The representatives of the apologistic tendency reveal their school by open glorification of their teachers. S. Gorskii, who in Kazan' wrote a fat book,
Ivan was concerned that the idea of the state should triumph over the elements opposed to it, and wished to see it prevail in Russian society, because he saw in it the guarantee of the glory and prosperity of the fatherland. . . . This idea placed Ivan above the conceptions of the century; it raised him to a height inaccessible to his contemporaries, and therefore it is not surprising that they . . . began a life-and-death struggle with Ivan. . . .
Gorskii wrote only part of this passage. The rest is the inalienable property of our distinguished contemporaries, D. S. Likhachev and I. I. Smirnov, and was published a century after the appearance of Gorskii's book. The reader will perhaps succeed in finding an essential difference in these quotations; I did not.
Asking whom we are to believe in the dispute between the tsar "standing on an inaccessible height," and the traitor making a brave front abroad, Gorskii answers, "It is better to believe a tsar than a traitor who is unscrupulously slandering his sovereign."[187] But what was simple for a primitive monarchist (who was, furthermore, a captive of the stereotypes of the "state school") becomes complicated for our contemporaries. And for that matter, for Gorskii's own contemporaries it was far from clear-cut. As Kurbskii's nineteenth-century successor, Aleksandr Herzen, who also fled his country and struggled in exile against its autocracy, explained: "We are not slaves to our love for our country, any more than we are slaves to anything else. A free person cannot admit a dependence on his native land which would compel him to participate in matters contrary to his conscience."[188]

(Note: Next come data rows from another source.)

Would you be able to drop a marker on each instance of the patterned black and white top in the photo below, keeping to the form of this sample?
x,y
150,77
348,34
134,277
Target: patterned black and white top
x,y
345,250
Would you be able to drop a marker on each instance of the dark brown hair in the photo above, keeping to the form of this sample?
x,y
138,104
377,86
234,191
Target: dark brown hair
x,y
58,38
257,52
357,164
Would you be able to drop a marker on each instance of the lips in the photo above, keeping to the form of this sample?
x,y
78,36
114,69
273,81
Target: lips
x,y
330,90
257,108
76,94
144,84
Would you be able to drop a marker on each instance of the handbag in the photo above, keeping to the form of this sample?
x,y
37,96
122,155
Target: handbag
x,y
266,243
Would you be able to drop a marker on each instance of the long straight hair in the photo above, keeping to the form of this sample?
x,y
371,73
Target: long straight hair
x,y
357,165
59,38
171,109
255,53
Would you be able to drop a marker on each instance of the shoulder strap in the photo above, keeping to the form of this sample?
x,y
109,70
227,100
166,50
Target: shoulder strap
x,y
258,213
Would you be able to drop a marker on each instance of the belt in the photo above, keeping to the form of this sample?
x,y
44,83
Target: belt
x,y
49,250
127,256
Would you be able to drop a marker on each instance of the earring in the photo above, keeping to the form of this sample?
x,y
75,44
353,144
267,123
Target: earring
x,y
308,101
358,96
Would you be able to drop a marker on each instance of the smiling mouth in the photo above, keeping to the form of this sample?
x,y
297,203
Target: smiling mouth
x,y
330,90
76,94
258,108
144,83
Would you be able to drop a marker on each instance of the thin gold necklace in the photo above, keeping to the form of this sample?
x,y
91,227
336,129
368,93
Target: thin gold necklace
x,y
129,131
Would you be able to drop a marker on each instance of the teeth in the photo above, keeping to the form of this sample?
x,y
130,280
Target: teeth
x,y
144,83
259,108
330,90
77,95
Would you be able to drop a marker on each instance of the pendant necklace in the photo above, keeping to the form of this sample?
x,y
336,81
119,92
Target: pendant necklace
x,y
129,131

Here we touch upon the most sensitive spot in Ivaniana. The "myth of the state" arose in the epoch of Ivan the Terrible, and Ivaniana—that is to say, the argument over Tsar Ivan—is the form in which it has developed. But in its hypnotic and almost mystical power, the myth goes far beyond the limits of this argument, and influences the Russian world-view itself. In no other area, perhaps, does this dictatorship of the myth manifest itself so vividly as in attitudes toward the political opposition as a whole and political emigration in particular. This is the test for freedom of thought; here lies the bad conscience of all of Russian historiography. And we must be grateful to Gorskii for having posed this question so openly—even if he did so out of stupidity.